I’ve barely scratched the surface of Barrow’s
book, which, over 300 pages, provides ample discussion on all of the above
topics plus more. But I can’t leave the subject without providing a definition
of both the weak anthropic principle and the strong anthropic principle as
given by Brandon Carter.
The weak principle: ‘that what we can expect to observe must be restricted by the condition
necessary for our presence as observers.’
The strong principle: ‘that the universe (and hence the fundamental parameters on which it
depends) must be such as to admit the creation of observers with it at some
stage.’
The weak principle is effectively a
tautology: only a universe that could produce observers could actually be observed.
The strong principle is a stronger contention and is an existential one. Note
that the ‘observers’ need not be human, and, given the sheer expanse of the
universe, it is plausible that other ‘intelligent’ life-forms could exist that
could also comprehend the universe. Having said that, Tipler and Barrow, in The Anthropic Cosmological Principle,
contended that the consensus amongst evolutionary biologists was that the
evolution of human-like intelligent beings elsewhere in the universe was
unlikely.
Whilst this was written in 1986, Nick Lane
(first Provost Venture Research Fellow at University College London) has done
research on the origin of life, (funded by Leverhulme Trust) and reported in New Scientist (23 June 2012, pp.33-37)
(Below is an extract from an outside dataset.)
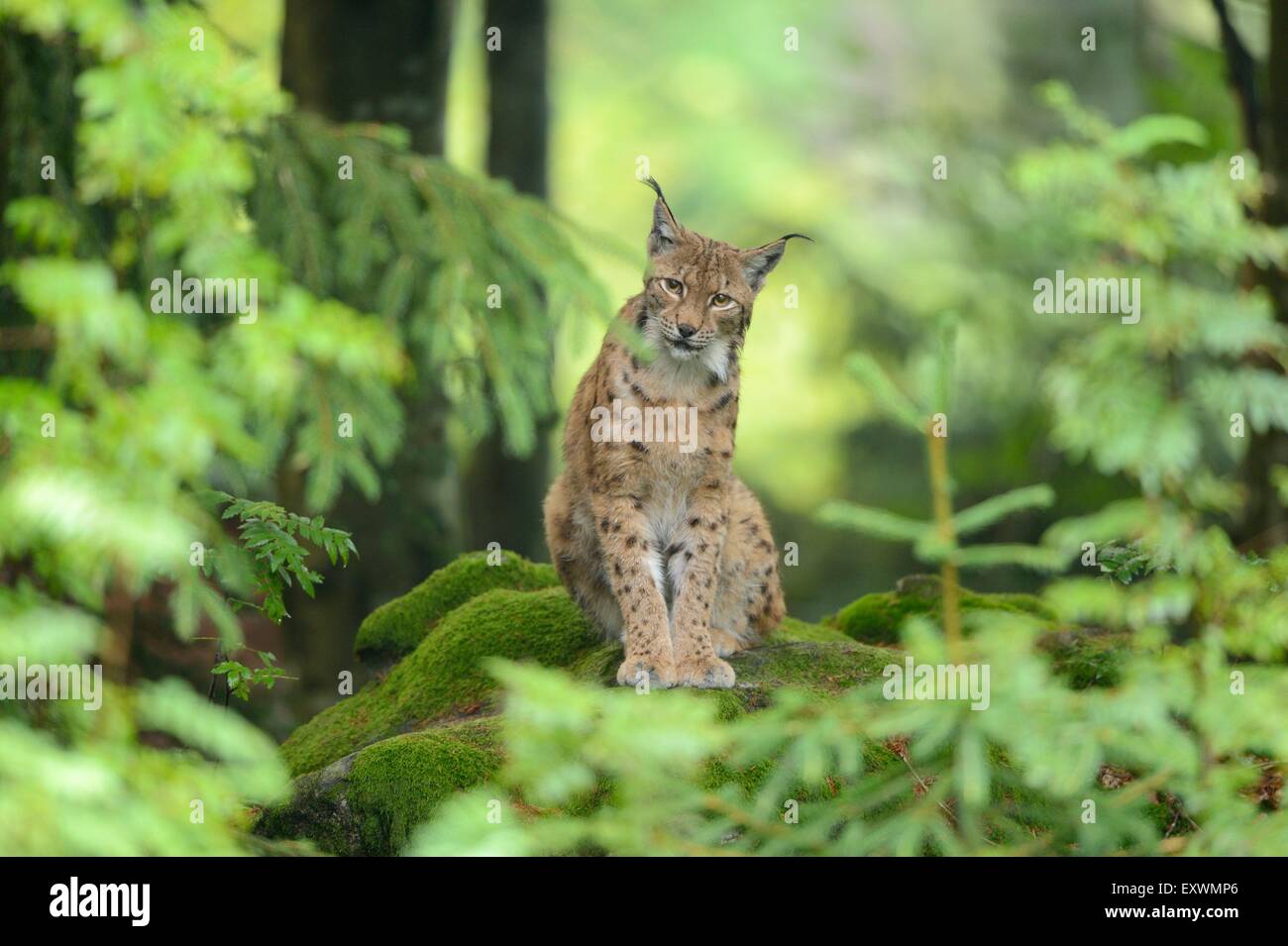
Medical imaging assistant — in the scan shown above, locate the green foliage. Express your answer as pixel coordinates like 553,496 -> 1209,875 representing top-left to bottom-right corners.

that complex life was a ‘once in four billion years of evolution… freak
accident’. Lane provides a
compelling argument, based on evidence and the energy requirements for cellular
life, that simple life is plausibly widespread in the universe but complex life
(requiring mitochondria) ‘…seems to hinge on a single fluke event – the
acquisition of one simple cell by another.’ As he points out: ‘All the complex
life on Earth – animals, plants, fungi and so on – are eukaryotes, and they all
evolved from the same ancestor.’
I’ve said before that the greatest mystery
of the universe is that it created the means to understand itself. We just
happen to be the means, and, yes, that makes us special, whether we like it or
not. Another species could have evolved to the same degree and may do over many
more billions of years and may have elsewhere in the universe, though Nick
Lane’s research suggests that this is less likely than is widely believed.
The universe, and life on Earth, could have
evolved differently as chaos theory tells us, so some other forms of
intelligence could have evolved, and possibly have that we are unaware of. The Universe
has provided a window for life, consciousness and intelligence to evolve, and
we are the evidence. Everything else is speculation.